The Nine-Country Coalition and the Required Defensive Measures
Co-signatories span the Five Eyes intelligence alliance plus Estonia, Finland, France, and Italy. The inclusion of NATO partners beyond the traditional Five Eyes group signals a collective assessment that FSB Center 16’s router campaign has affected or credibly threatens critical infrastructure across a broader set of Western nations than previous advisories addressed. The joint format prevents individual agencies from issuing disparate warnings that threat actors could treat as geographically bounded.
Four Technical Defenses the Advisory Mandates Against FSB Center 16 Techniques
The advisory specifies four concrete mitigations. Organizations should upgrade to SNMPv3, which adds authentication and encryption absent from earlier versions, closing the community-string scanning entry point FSB Center 16 exploits. Cisco Smart Install should be disabled on any device that does not require it, eliminating the CVE-2018-0171 attack surface. Edge firewalls should block TFTP and SNMP traffic to prevent configuration exfiltration even when earlier controls fail. Finally, organizations should audit and replace end-of-life network equipment that can no longer receive security patches — a direct acknowledgment that aging hardware on unsupported firmware versions is a primary enabling factor in the campaign’s continued effectiveness.
Why This Nine-Country Publication Carries Strategic Weight
Bilateral or Five Eyes advisories are standard instruments of threat communication. A nine-country document signals that signatory agencies collectively assessed FSB Center 16’s activity as requiring a broader coordinated response than private channels or bilateral diplomatic contacts could adequately address.

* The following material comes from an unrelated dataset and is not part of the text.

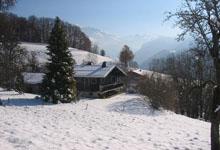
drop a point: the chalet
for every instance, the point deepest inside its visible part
(92, 80)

The advisory does not identify specific compromised organizations or disclose how many networks FSB Center 16 has penetrated. The simultaneous warning across all six sectors suggests the group has achieved demonstrated access within each category, not merely attempted to target them. The combination of default SNMP community strings and an unpatched 2018 Cisco vulnerability remaining effective against production networks in 2026 is a direct indicator of how infrequently foundational network device security receives the same sustained attention as endpoint and application security in many operational environments. Organizations running Cisco devices with Smart Install still enabled and SNMP configured with default community strings should treat this advisory as confirmation of active targeting against infrastructure of their type.